John was looking rather dazed. “I had absolutely no bloody clue.”

There was a slight pause, and John seemed to be struggling with something. For a moment, Sherlock was worried that this new knowledge would make John uneasy. It was ridiculous, as they'd managed to get along perfectly well for quite some time, and his knowledge of Sherlock's feelings wouldn't actually change anything, but most people were funny about things like that.

“If it helps, I...well...me, too.”

For a moment, Sherlock was certain he'd misunderstood. John couldn't be referring to...but yes, he was looking ever so slightly flustered but still as earnest as ever – he was telling the absolute truth.

John was in love with him.

Sherlock dissected that thought. If John was in love with him, why had he been dating Sarah? Except he'd been unaware that Sherlock reciprocated, as evidenced by his surprise earlier, so taking that into account...

Sherlock reviewed his interactions with John over the past few weeks, incorporating the new variable of John's feelings for him, and felt a slow smile begin to pull at his cheeks.

John loved him.

Sherlock had a sudden impulse to go to John's chair, bend over him, and finally determine what kissing John was actually like. But he quelled the desire almost as soon as it formed; John wouldn't welcome such a gesture, not now.

“Why couldn't we have had this discussion before?” John sighed, and Sherlock had to admit to a vague, frustrated sense of regret.

“...perhaps the timing could have been better,” was all he said.
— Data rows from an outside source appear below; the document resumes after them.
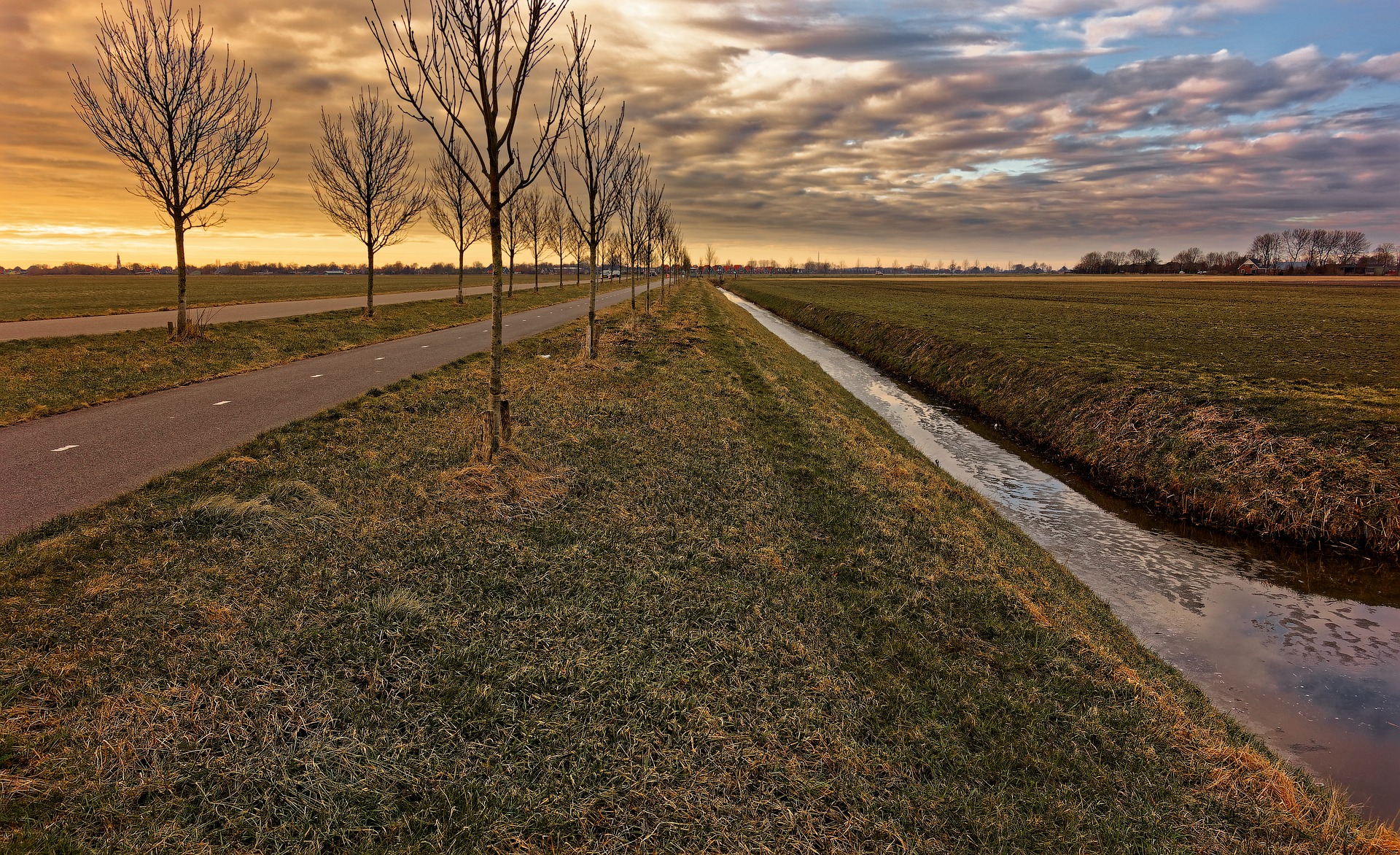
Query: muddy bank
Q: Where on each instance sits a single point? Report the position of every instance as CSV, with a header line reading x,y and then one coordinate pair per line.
x,y
1208,464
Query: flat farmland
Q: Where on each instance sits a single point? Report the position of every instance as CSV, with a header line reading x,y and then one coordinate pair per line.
x,y
33,298
1269,406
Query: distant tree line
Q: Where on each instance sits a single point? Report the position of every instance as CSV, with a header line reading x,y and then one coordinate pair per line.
x,y
1294,251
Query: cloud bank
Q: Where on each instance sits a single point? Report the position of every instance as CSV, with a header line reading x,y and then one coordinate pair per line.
x,y
790,126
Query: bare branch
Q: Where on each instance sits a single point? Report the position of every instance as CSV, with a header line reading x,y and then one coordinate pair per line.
x,y
193,131
366,181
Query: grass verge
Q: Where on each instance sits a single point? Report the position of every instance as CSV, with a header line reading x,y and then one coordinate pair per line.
x,y
35,298
707,603
48,376
1261,407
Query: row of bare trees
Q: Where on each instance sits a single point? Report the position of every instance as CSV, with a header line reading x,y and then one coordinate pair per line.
x,y
1316,249
193,131
1298,249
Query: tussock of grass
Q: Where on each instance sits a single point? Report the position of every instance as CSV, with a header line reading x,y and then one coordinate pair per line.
x,y
735,614
1141,400
284,506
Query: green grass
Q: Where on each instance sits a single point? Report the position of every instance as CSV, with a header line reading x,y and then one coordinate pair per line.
x,y
31,298
709,603
1272,407
47,376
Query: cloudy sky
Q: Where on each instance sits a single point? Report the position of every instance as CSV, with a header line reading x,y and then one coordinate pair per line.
x,y
893,129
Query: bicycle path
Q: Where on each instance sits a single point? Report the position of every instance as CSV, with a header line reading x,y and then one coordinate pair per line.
x,y
211,314
74,460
“I mean, it won't be sunshine and roses,” John went on, beginning to look distressed. “Shit, Sherlock, do you have any idea how _difficult_ this will be?”

Sherlock had a conceptual expectation, but he knew it was probably nowhere near the reality. So he settled for pointing out the obvious – that _he_ was difficult as well – in the hopes that John might understand that on occasion, some things were worth the complications.
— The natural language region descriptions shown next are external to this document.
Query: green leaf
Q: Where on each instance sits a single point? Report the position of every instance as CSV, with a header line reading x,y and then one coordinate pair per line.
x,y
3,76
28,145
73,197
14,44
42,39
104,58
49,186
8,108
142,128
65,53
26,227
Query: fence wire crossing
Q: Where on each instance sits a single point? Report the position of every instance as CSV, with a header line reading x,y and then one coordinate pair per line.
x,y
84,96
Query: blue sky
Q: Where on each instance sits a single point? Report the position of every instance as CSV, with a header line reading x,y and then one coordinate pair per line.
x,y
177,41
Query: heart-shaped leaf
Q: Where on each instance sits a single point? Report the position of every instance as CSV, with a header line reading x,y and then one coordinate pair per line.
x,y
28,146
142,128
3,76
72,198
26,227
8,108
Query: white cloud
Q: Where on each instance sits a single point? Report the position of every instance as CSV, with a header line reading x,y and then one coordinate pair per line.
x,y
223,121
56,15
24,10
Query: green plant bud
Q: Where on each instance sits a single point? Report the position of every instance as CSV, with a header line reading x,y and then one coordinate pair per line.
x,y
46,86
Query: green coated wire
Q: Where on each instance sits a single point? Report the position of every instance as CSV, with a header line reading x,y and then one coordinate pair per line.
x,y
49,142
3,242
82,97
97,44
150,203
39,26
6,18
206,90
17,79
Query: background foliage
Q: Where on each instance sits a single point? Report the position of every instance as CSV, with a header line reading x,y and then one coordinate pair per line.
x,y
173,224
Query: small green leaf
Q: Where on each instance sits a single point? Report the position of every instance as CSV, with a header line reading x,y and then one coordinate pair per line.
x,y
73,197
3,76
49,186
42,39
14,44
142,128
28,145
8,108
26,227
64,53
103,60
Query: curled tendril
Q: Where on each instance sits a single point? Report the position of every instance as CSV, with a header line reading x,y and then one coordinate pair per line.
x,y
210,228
“What happens if I don't get better?” John suddenly asked, and Sherlock heard the vulnerability in his voice. However much John might like to pretend otherwise, this was a concept that truly frightened him.
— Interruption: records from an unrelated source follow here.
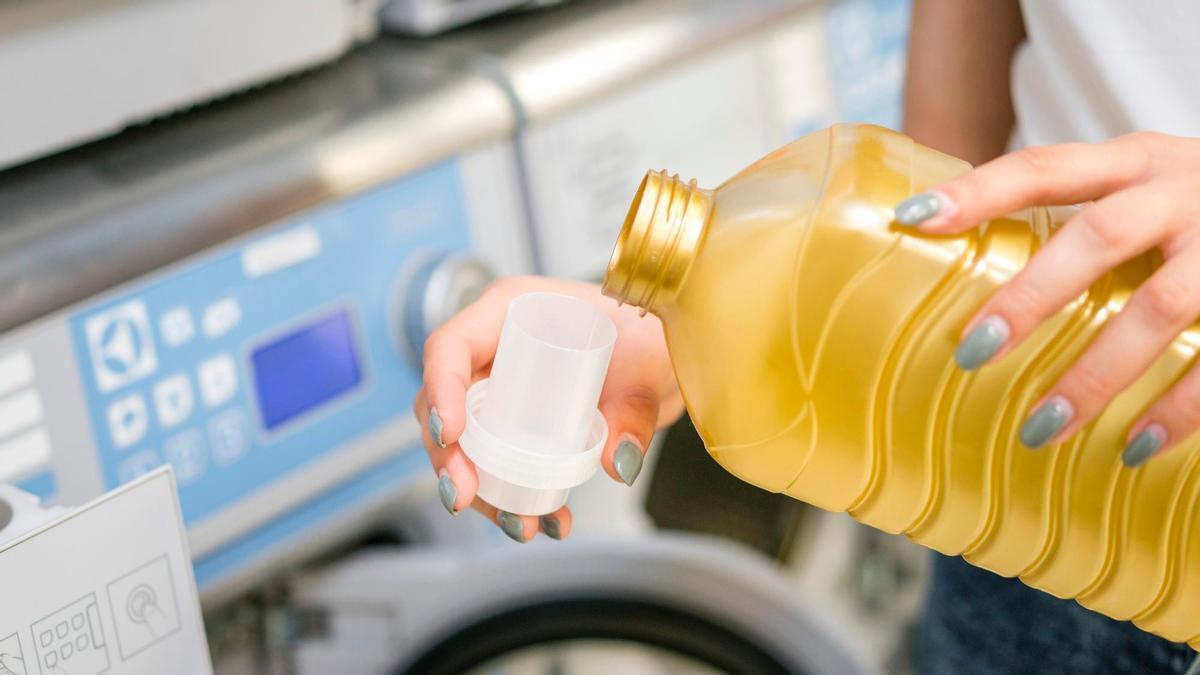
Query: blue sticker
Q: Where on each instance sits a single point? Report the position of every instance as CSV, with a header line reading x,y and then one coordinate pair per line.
x,y
867,42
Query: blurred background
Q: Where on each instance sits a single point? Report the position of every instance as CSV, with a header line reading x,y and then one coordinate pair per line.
x,y
181,181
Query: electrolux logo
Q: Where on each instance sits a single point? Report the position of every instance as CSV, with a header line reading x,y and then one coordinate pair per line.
x,y
121,345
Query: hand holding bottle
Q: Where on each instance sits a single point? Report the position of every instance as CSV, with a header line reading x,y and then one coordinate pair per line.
x,y
640,395
1143,191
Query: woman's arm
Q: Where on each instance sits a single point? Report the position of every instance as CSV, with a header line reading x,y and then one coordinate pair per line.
x,y
957,91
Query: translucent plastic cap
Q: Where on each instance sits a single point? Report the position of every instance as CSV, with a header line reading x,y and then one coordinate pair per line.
x,y
533,429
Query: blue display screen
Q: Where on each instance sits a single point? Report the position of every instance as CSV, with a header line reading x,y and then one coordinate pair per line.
x,y
305,369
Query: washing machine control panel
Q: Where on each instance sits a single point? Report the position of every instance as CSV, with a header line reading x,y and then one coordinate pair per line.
x,y
275,374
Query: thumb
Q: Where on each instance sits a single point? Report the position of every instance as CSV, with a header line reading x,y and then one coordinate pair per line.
x,y
630,400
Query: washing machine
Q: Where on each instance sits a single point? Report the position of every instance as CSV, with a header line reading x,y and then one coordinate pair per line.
x,y
243,292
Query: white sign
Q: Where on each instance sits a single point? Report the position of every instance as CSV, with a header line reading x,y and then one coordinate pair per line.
x,y
107,587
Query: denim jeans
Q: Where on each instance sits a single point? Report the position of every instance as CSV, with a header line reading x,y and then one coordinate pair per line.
x,y
978,622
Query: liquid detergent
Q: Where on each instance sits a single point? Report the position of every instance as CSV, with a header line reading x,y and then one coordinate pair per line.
x,y
813,339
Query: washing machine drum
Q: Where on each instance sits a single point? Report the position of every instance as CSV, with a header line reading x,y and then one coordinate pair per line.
x,y
579,635
678,604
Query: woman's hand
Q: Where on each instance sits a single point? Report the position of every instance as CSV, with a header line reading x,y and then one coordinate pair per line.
x,y
639,396
1145,193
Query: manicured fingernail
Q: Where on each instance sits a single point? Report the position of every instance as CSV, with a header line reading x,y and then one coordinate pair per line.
x,y
1047,422
628,461
1144,446
511,525
982,342
436,428
551,527
447,491
921,208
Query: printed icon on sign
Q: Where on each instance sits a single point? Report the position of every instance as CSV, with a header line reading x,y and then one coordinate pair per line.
x,y
175,327
72,639
227,436
121,345
144,608
127,420
173,400
221,316
12,658
219,380
185,453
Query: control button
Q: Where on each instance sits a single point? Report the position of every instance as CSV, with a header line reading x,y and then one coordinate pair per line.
x,y
173,400
221,316
227,436
219,380
121,345
177,327
432,292
185,454
127,420
137,465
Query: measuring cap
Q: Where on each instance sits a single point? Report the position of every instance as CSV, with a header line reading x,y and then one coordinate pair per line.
x,y
533,429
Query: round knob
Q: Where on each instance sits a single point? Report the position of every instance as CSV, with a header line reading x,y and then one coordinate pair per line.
x,y
436,288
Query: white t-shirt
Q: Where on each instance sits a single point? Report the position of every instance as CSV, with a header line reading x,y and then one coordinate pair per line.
x,y
1097,69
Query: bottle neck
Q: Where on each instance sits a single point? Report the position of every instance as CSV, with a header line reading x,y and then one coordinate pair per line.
x,y
659,242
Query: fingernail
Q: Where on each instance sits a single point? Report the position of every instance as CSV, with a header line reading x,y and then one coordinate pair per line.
x,y
551,527
922,207
628,461
511,525
982,342
447,491
1047,422
1144,446
436,428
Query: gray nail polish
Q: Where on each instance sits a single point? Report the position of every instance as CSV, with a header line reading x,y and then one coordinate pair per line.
x,y
511,525
628,461
448,493
436,428
1047,422
1143,447
982,342
917,209
551,527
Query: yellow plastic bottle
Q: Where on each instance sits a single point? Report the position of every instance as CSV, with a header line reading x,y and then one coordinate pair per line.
x,y
813,340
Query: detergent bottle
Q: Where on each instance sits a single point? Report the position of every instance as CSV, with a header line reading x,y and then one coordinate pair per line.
x,y
813,339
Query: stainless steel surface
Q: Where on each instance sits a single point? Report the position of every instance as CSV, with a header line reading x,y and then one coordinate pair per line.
x,y
120,208
562,57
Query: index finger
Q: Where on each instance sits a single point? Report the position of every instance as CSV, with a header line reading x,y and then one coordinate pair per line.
x,y
453,353
1063,174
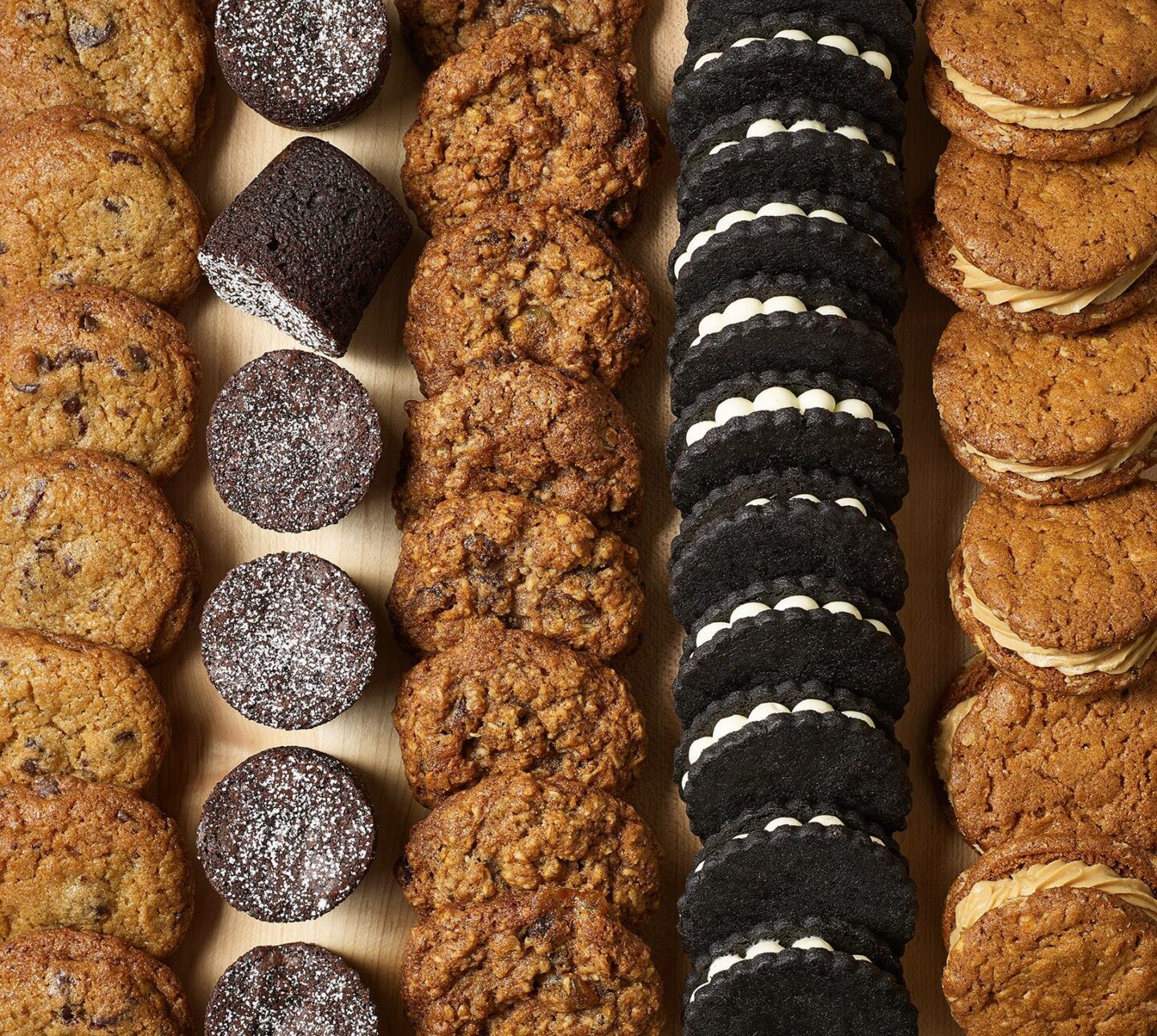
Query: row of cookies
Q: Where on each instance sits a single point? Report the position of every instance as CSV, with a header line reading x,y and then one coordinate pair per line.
x,y
1041,228
786,462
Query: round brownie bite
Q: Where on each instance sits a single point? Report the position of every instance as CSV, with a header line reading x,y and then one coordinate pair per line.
x,y
305,63
297,988
288,641
293,442
287,834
But Sherlock had never been much good at platitudes or comfort, so he settled for the truth. “Then we'll continue on as we have been.”

And he meant it. Sherlock supposed it was conceivable that there might be someone else in the world like John, but he thought it highly unlikely. There was little factual basis for his conclusion but something told him that what he'd found with John, he wouldn't find with anyone else.

John prattled something about normality, but it couldn't disguise the fact that he was still worried.

“Just like that? You just know that I'm going to get better?”

“Of course.” Sherlock would have thought it self-evident, but John still looked sceptical.

Sherlock gave in to the urge to roll his eyes. “Oh, all right then. Be like the police and don't believe me without solid proof. It's tiresome, but eventually you'll realise I was right.”

It was true that he was wrong on occasion – John's sister sprang to mind – but Sherlock knew he was right about this. John would emerge from this ordeal different, yes, but certainly not broken. While Sherlock would have liked to think it was because John was not alone, he knew that was pure narcissism on his part; John would have survived regardless, because of his own will and his own strength.

John blinked at him, as though startled by the assurance in Sherlock's voice, then quite suddenly burst into laughter.

It wasn't scraped or broken-sounding – John wasn't laughing to hide his own pain or in an effort to reassure Sherlock. It was an honest laugh, deep in tone and slightly wheezing, sounding almost as though he were out of breath. The kind of laugh John had frequently given in to before Sherlock had received the pink phone.

In spite of the fact that Sherlock had no idea what had amused John so, he found himself smiling.

It was a start.

-Fin-

**Notes for the Chapter:**

> I know some people will be disappointed at my ending it here, but this felt like the right place to bring this story to a close. Enough to imply that there's still a lot of darkness to go, but that John and Sherlock will get through it together.  
> And thanks so much to ginbitch, who beta-d so many chapters of this story and helped me improve it!